Unrequited love – (n.) Its the feeling of being completely, hopelessly, desperately in love with someone, all the while knowing that your feelings will never reach them.
This is a concept I am far too acquainted with.
The feeling you love someone so much and they don’t feel the same. It’s the same cycle over and over again. You catch feelings, they realize, something happens between you two (flirting, kiss, etc.), and then they drop the bomb of “oh, I’m sorry but I don’t feel the same. I’m not sure why you thought I did.” So you sit there and think to yourself, “Why am I so dumb? Why did I fall for it yet again?” You’re human. Life happens.
When the moment finally hits of them telling you or just you yourself realizing the feelings are not returned is the worst. It feels like they reached inside your chest and ripped your heart right out of your chest. Then they question why you’re upset and tell you not to make them feel like a jerk, but how do you act like everything is okay after that? How do you speak without breaking into tears? It’s impossible.

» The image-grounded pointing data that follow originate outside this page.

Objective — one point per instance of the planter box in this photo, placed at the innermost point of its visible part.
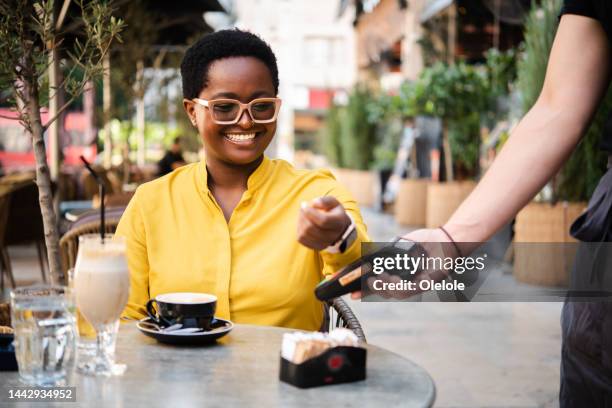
(361, 184)
(411, 202)
(537, 224)
(443, 199)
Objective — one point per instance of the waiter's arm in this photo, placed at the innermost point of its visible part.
(577, 77)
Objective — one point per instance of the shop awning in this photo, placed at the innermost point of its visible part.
(378, 30)
(433, 7)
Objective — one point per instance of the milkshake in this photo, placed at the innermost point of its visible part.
(101, 285)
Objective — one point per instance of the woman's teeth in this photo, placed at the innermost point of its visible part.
(240, 137)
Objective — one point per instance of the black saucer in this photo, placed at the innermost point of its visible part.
(220, 328)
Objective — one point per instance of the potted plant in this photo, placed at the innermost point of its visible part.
(349, 138)
(548, 218)
(31, 39)
(456, 94)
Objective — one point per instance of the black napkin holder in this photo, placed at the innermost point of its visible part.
(337, 365)
(8, 362)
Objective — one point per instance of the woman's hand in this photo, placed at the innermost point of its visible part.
(321, 223)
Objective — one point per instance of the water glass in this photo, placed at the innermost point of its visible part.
(45, 334)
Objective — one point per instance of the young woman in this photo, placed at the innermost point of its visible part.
(227, 225)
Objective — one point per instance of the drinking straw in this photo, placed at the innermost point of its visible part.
(102, 191)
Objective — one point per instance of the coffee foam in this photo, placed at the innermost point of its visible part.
(186, 298)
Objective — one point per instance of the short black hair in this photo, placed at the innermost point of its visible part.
(219, 45)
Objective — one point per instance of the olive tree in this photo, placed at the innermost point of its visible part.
(31, 39)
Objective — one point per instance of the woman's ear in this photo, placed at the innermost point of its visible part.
(189, 107)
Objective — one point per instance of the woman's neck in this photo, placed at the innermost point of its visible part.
(226, 176)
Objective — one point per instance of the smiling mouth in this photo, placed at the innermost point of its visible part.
(241, 138)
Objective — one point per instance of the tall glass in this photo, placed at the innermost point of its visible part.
(86, 343)
(101, 284)
(45, 334)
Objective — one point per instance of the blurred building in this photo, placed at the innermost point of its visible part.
(395, 39)
(315, 48)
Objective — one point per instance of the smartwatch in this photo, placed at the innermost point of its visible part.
(345, 241)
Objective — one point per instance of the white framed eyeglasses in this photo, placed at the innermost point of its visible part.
(229, 111)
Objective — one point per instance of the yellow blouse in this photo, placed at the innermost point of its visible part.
(179, 241)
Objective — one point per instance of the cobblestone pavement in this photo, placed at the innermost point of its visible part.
(479, 354)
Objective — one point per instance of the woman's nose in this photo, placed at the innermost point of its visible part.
(245, 120)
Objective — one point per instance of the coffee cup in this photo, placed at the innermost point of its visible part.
(186, 308)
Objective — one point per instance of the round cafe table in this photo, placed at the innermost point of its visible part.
(241, 369)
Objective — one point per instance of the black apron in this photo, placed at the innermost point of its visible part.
(586, 351)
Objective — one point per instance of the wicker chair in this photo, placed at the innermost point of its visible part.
(344, 317)
(88, 223)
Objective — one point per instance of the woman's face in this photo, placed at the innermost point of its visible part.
(243, 79)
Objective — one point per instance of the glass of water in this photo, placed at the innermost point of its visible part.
(45, 334)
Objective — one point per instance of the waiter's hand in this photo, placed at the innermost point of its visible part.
(321, 223)
(436, 244)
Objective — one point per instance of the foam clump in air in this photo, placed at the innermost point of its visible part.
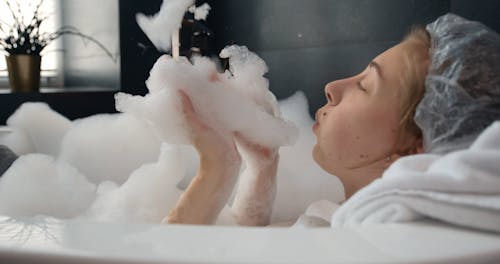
(108, 147)
(148, 194)
(238, 100)
(160, 27)
(36, 184)
(30, 130)
(201, 12)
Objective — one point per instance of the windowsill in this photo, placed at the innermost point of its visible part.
(66, 90)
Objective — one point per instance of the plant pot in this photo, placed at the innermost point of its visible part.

Eventually you move on. You focus on yourself, school, or just anything else that will keep you busy. You move on until the cycle begins repeating itself.
You are strong and you can get yourself through this. If we’ve done it before, what says we can’t get through it again? You are strong and you don’t need anyone else’s love. Everything happens for a reason, so maybe this reason is it is just not time for us to have this love.